West of Here by Jonathan Evison
West of Here is not a dystopian book. That might be why I sandwiched it somewhere in the middle of all this heavy reading. In fact, it contains elements of the utopias white people wrote about in the 19th and early 20th centuries as explorers went off to conquer new lands and found paradisaical locales with unlimited natural resources. It also contains stories of the people who were already here and a view into what life is like in those same paradises 100 years later. I love reading Jonathan Evison’s descriptions of places I love. I love his understanding of the simplicity and complexity of human motivations. And I love that a strange mystical vein runs through the story. Dams go up, dams come down. People settle, people perish, people endure.
This is not a dystopian book, but it is a good reminder that while our goals may seem simple, reality is not.
Not everything here counts toward my Goodreads reading goal, and I still don’t have the answers to making this country the place I dream it might be.
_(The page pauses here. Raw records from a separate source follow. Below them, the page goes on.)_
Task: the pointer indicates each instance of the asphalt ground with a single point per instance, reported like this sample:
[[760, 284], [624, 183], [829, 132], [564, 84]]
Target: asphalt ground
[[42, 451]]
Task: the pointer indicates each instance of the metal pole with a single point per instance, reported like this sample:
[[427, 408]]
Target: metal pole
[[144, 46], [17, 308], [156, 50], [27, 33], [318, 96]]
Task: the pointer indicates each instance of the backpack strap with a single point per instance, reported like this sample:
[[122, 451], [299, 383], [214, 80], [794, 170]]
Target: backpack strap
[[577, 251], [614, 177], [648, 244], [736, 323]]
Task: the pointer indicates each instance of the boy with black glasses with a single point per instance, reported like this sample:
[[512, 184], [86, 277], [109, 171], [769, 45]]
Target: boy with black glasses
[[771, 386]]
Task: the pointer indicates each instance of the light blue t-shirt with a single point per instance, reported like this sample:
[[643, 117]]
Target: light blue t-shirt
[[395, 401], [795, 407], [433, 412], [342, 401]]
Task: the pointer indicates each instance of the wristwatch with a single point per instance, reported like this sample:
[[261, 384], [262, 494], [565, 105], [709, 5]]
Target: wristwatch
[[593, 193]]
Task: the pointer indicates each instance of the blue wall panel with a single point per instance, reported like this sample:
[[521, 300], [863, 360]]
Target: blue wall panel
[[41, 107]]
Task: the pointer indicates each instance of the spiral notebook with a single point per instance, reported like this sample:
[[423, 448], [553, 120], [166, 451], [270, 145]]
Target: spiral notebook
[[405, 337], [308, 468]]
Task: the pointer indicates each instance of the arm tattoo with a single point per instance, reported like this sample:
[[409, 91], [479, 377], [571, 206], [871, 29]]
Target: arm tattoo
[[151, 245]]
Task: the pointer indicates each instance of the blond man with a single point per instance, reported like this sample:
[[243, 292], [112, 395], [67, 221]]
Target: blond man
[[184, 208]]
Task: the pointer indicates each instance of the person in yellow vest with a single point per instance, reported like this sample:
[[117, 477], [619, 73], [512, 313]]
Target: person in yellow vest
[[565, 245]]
But the somewhat odd selection does reflect the writer and the human that I am, and I’m choosing to embrace that. For better or worse, I’m going to take a little hope from Evison, a little inspiration from Comey, doses of reality from Jamison, strength from Otsuka, seeing from Poetry, and a prod of fear from Arenas and try to live my own values. I hope I can be at least a little part of the power who will save what needs saving.
And now that I’ve put that vow in print, I can finally clear this stack off my desk.